If we are to believe Brendan O'Neill's review of Al Gore's speech in Bali, Gore will reveal more of his do as I say, not as I do sentiments now that he is getting more comfortable in his own skin. O'Neill quotes from Gore reveal Gore as an anti-democrat.

Norwegian researchers have been very concerned about arctic melting the last year, because improvements in satellite data shows an unprecedented melting. The measuring systems have, of course, only been available since the cooling period in the 70's. During a conference on Arctic melting in Oslo, Norway last week, the more than 40 researchers from all over the world concluded that soot from industry and combustion in Eastern Europe and Russia has escalated the melting of arctic ice. Easter Europe and Russia are the poorest areas of Europe and Northern Asia. The industry is old and outdated, I am sure the people who live in these countries would love to be able to afford cleaner, more efficient technology, but the energy rationing instituted by Kyoto will make that dream much harder to achieve.

Its about time someone called the celeboticians from Hollywood on their hypocrisy. This editorial from the Harvard Crimson points out the difference between what our movie stars gone activists do, and what they tell other people to do. Hummers and jets might be convenient, so why should the use be limited to celebrities that tell everyone else how bad it is to use them.

Doomsayer Lovelock has been visiting the Royal Academy of Sciences in the UK again. I thought the Academy was a society for serious research, but they obviously like to get their apocalypse fix on a regular basis as well. I can recommend several religious establishments for this purpose, they don't have to drag the good name of science through the mud in this way.

I found an extensive Reuter's story about coal use growth in China, despite worries over global warming. It's nice to see that a country like China has adopted CEI's high wealth creation, maximum growth, maximum resiliency approach to adapting with climate change.

Imagine

by Lene Johansen on October 17, 2007

in Blog

A world where there's not enough electricity. It is hard to even comprehend a world where you turn the switch and nothing happens. When I lived on a farm in Punjab, India, it used to amuse me. The whole world would go black and the only light in the village was my trusty laptop, with its blue glare. If any family in the village had an Akand Path going on, the sound of the Guru Grant Sahib would be abrubtly cut off as the speaker lost the power. It was amusing to me because it was novell, and almost incomprehensible.
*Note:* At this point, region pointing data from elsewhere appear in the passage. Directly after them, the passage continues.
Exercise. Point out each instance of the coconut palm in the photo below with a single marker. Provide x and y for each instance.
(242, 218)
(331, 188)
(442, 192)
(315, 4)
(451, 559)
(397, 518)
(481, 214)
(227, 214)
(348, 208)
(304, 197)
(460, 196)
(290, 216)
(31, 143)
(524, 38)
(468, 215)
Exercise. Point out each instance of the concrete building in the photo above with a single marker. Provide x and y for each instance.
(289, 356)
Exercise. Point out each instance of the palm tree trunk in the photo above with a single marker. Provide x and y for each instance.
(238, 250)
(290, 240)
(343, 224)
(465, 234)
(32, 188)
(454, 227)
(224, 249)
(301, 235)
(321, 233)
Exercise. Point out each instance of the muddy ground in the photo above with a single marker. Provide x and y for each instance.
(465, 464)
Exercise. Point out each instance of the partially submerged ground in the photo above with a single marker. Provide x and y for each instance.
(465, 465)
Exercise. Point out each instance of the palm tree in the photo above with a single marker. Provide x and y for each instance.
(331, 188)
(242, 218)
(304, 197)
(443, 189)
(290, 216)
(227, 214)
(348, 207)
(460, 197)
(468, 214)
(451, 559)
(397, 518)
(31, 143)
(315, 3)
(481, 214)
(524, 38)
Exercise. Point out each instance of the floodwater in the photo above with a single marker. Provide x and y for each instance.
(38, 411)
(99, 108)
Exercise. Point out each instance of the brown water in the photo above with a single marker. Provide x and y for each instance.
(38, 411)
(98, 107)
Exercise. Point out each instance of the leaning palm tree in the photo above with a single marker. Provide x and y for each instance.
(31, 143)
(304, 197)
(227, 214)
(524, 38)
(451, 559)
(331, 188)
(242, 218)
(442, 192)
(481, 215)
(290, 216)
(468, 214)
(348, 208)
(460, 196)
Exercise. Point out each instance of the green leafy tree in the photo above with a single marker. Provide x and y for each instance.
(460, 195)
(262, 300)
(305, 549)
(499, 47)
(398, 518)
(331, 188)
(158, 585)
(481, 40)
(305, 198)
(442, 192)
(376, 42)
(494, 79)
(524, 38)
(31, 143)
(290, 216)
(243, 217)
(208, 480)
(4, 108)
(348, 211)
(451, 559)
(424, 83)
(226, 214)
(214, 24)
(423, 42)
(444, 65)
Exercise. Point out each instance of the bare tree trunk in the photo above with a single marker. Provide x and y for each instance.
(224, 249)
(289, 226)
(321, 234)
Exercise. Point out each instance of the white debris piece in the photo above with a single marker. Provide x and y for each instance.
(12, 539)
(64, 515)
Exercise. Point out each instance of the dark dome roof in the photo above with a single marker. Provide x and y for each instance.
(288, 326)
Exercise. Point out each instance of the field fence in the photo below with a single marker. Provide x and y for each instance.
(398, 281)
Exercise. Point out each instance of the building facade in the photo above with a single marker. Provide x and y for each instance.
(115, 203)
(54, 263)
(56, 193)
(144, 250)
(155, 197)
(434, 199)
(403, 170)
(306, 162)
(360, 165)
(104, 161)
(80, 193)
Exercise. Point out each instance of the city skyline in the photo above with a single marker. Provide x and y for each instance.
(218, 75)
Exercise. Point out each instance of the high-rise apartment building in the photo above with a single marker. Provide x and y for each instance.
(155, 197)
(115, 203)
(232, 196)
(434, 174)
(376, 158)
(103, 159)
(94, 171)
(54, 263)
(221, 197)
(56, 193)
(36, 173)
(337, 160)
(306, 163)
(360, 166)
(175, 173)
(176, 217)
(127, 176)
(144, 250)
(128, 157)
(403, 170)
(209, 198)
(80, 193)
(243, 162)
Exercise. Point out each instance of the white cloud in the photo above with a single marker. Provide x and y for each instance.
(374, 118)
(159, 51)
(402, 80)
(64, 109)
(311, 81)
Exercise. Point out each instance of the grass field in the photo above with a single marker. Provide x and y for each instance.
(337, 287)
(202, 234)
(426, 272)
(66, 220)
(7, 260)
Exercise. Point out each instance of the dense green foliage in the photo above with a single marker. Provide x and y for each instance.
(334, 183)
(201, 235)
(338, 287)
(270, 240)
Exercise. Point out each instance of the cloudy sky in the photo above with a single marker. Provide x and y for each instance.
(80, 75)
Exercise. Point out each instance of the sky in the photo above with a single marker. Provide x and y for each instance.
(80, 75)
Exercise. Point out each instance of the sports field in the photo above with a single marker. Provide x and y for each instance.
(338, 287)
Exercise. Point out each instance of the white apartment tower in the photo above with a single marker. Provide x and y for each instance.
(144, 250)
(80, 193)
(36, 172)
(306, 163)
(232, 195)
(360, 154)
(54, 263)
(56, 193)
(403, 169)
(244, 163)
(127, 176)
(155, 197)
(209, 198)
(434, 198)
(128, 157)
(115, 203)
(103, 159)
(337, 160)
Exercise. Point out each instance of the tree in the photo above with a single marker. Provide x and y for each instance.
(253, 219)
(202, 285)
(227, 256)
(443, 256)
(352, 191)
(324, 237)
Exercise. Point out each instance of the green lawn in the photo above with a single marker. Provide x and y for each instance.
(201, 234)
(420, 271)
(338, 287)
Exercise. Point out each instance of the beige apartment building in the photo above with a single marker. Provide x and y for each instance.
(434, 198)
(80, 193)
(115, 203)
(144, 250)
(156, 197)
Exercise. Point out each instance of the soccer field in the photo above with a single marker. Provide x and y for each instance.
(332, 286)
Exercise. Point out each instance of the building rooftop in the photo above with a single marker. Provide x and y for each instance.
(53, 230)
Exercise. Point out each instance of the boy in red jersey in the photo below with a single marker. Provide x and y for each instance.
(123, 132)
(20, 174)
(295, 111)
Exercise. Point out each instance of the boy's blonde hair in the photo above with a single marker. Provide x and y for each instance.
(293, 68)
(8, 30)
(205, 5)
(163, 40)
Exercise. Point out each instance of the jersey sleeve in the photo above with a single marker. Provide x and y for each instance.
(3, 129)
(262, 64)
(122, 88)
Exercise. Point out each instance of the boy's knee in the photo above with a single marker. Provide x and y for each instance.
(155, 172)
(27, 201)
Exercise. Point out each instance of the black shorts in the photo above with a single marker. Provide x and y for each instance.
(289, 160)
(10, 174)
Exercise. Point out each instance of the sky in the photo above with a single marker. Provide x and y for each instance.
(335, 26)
Indians have the festival of Diwali, it is a light festival. There are lights everywhere, every edge you can place lights on, there are little terracotta bowls with mustard oils and wicks of rolled cotton. The brownouts fascinated me, and I used to speculate what would happen if the electricity went out on Diwali. I was assured this would not happen under any circumstance. It did not.

This story I found in the Philladelphia Inquirer this weekend is a view into where life will lead, eventually, if we keep preventing new powerplants from being built. Can you imagine getting up at 2 a.m. to do laundry, just because your washer might have enough electricity for a full cycle?